Freddie Mac has released the results of its Primary Mortgage Market Survey (PMMS), showing average fixed mortgage rates dropping from the previous week as the Federal Reserve's bond purchase program continues to drive market speculation. The 30-year fixed-rate mortgage (FRM) averaged 4.51 percent with an average 0.7 point for the week ending Aug. 29, 2013, down from last week when it averaged 4.58 percent. Last year at this time, the 30-year FRM averaged 3.59 percent. Also this week, the 15-year FRM averaged 3.54 percent with an average 0.7 point, down from last week when it averaged 3.60 percent. A year ago at this time, the 15-year FRM averaged 2.86 percent.
"The Fed is monitoring the housing market closely after the run up in mortgage rates over the past few months," said Frank Nothaft, vice president and chief economist, Freddie Mac. "The 13.4 percent drop in new home sales in July led financial markets to speculate whether the Fed might delay reducing its bond purchases and allowed long-term bond yields and fixed mortgage rates to decline over the week."

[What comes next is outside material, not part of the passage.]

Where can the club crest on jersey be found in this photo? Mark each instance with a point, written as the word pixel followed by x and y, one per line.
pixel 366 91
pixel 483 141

The five-year Treasury-indexed hybrid adjustable-rate mortgage (ARM) averaged 3.24 percent this week with an average 0.5 point, up from last week when it averaged 3.21 percent. A year ago, the five-year ARM averaged 2.78 percent. The one-year Treasury-indexed ARM averaged 2.64 percent this week with an average 0.4 point, up from last week when it averaged 2.67 percent. At this time last year, the one-year ARM averaged 2.63 percent.